The Kenyan playground grab

Uncle Tom is a bit happy with Kenya.

ZAM has been giving Kenya a hard time lately. It denounced the police killings of terror suspects, raids on Somali citizens and draconian draft laws against investigative journalists in that country. But, my friends, there are nice things happening there too. In the beginning, the story of the Langata playground wall was not nice at all. Poor kids at this primary school in Kibera, Nairobi, came back after the holidays to find that their playground was gone. Somebody had put a wall around it and destined it for an as yet unknown development.

Now these kids got their parents, teachers, big brothers and sisters, friendly students, NGO activists and later even the government’s National Youth Service members to break that wall down. And, pushing, clawing and beating at it with their little fists, they did their bit too. Then the police came to disperse them with tear gas. (This again is not a nice part of course. But it gets better now.)

The land affairs minister was outraged. She demanded action against the police and against the bad businessmen who built that wall. Then she found out that the businessmen had actually properly applied for the land development to the proper city council and the proper land affairs office with all the proper documents. And that the whole drama was her own government’s and land commission’s fault. Not one civil servant had had realised that they were giving out development permits for a school playground, that, incidentally, had belonged to the school since 1925. The outraged Land Affairs minister had to apologise.

But the kids have their playground back, and that is what makes Uncle Tom happy with Kenya today. This kind of thing is the only medicine, as far as I can see, that will teach silly bureaucrats to think before they shuffle paper the wrong way. Kids for Playgrounds against Corruption!

Sadly, Kenyan Land Hills MP Alfred Keter still thinks that HE is the medicine against corruption. Corruption, in his book, means everything that inconveniences him. He explains it all on a You Tube video where he swears at traffic cops for not letting a truck without a permit pass through a border bridge. “He knows the president,” he shouts. He will have ‘powerful people’ make phone calls. They are motherfuckers. He as a parliamentarian “can make the laws and therefore also break the laws.”
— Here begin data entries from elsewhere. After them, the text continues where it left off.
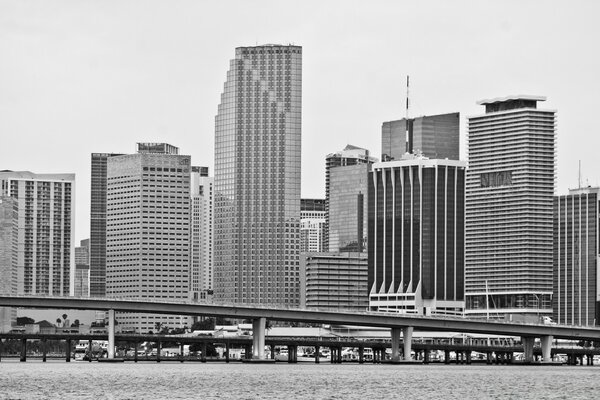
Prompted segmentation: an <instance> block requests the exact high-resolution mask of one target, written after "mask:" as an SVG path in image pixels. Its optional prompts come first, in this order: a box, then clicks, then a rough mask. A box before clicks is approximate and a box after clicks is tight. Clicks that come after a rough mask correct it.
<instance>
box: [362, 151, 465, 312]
mask: <svg viewBox="0 0 600 400" xmlns="http://www.w3.org/2000/svg"><path fill="white" fill-rule="evenodd" d="M465 169H466V163H465V162H463V161H458V160H429V159H426V158H424V157H415V156H410V155H407V156H406V158H404V159H402V160H395V161H389V162H382V163H376V164H374V165H373V172H372V173H371V174H370V178H371V179H369V241H368V243H369V244H368V249H369V250H368V253H369V258H368V260H369V308H370V309H371V310H375V311H376V310H382V311H401V312H410V313H417V314H425V315H428V314H430V313H433V312H439V313H446V314H448V313H449V314H454V313H461V312H462V311H463V310H464V226H465V225H464V204H465Z"/></svg>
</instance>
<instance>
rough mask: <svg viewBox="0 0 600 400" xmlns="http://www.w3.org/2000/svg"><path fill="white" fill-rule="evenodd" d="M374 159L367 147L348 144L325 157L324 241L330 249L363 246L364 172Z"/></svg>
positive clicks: (343, 249)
He explained later on TV that what he did there was not corruption. He was FIGHTING corruption. “Because when these traffic cops ask for permits it means that they want money,” he said.

Uncle Tom couldn’t care less about Alfred and his antics. But again, the furore and interviews and Kenyans commenting and journalists investigating, all that, my friends, makes me happy. Because it shows a country seriously busy looking at its own mess and debating how to sort it out. We in the States could learn a thing or two from that.